Welcome to Jeevan Bima Bazaar! Imagine that you are the CEO of a company that has been growing profitably for several years. You have a great team, loyal customers and great revenue streams available to you.


You are having a good life. But imagine that suddenly a global pandemic comes and suddenly everything changes. Your supply chain gets disrupted and your sales drop. You also have to face such situations that you are forced to lay off employees even if you don't want to.


Why did you have to face this situation? You have faced such a situation only because you have forgotten one important thing which is called - Risk Management.


Risk management is as useful to your business as a crystal ball. It empowers you to identify potential threats and prepare to deal with the damage caused by those threats.

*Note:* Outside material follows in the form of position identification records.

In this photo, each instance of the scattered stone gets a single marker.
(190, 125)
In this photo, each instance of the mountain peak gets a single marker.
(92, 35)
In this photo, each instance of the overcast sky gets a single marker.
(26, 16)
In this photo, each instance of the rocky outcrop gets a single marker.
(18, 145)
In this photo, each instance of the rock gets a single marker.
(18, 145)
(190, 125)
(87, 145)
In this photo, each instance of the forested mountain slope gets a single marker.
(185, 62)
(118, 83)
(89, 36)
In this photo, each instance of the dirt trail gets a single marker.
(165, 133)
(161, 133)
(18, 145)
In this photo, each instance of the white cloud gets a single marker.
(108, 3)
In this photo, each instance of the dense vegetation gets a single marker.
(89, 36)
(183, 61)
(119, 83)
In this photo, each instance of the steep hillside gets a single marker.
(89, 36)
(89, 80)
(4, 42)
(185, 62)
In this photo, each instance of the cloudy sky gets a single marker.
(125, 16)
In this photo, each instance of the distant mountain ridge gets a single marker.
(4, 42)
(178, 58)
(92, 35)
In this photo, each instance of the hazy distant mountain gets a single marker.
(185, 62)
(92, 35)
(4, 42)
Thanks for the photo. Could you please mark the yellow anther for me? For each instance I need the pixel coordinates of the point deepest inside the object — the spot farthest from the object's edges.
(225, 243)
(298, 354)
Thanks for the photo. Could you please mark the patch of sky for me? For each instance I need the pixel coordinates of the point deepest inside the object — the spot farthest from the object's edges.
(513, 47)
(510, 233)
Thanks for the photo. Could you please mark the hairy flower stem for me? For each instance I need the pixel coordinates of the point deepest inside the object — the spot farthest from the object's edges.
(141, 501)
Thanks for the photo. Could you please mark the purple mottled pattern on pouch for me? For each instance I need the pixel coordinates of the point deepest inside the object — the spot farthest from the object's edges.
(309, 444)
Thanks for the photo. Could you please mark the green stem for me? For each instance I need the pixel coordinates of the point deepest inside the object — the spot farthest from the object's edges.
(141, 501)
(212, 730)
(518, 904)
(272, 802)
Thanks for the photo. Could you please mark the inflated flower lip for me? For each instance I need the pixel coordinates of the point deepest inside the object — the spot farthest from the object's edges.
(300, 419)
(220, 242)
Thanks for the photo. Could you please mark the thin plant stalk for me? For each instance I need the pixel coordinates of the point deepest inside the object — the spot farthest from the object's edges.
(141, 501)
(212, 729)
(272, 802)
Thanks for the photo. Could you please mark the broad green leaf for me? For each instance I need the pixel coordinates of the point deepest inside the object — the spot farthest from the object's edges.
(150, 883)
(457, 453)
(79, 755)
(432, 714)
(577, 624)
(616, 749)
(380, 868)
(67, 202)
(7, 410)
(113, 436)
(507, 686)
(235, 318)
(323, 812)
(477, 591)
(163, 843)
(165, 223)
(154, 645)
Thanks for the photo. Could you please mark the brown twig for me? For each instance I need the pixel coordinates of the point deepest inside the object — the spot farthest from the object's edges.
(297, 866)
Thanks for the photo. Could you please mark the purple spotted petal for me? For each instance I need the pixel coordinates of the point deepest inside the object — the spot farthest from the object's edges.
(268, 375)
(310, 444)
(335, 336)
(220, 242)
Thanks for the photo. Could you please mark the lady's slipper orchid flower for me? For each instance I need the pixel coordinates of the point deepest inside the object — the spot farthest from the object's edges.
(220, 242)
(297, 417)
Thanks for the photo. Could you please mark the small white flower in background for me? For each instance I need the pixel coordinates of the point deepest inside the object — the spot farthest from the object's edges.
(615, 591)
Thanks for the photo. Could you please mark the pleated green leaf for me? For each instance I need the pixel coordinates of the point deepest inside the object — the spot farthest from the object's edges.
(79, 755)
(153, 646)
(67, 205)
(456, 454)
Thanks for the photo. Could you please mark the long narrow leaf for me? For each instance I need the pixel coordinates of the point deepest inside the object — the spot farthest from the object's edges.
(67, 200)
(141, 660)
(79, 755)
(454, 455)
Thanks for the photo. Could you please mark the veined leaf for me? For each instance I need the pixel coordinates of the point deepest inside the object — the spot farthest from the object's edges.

It is like an oxygen cylinder for the life of your business which helps your company to survive various kinds of crises and thrive in the modern competitive market. In this article on Jeevan Bima Bazaar, we will go through the basics of Risk Management in detail, so that you can decide how you can apply it in your business.





But before you make up your mind on this important subject, I think it necessary to clarify a few things. Don't think of Risk Management as a dry, boring or intimidating subject, it can be a fun subject for you. Provided that this subject is taken like a chess player or a puzzle. By learning the rules of Risk Management, understanding your opponents, and anticipating their moves, you can stay one step ahead of the competition and win.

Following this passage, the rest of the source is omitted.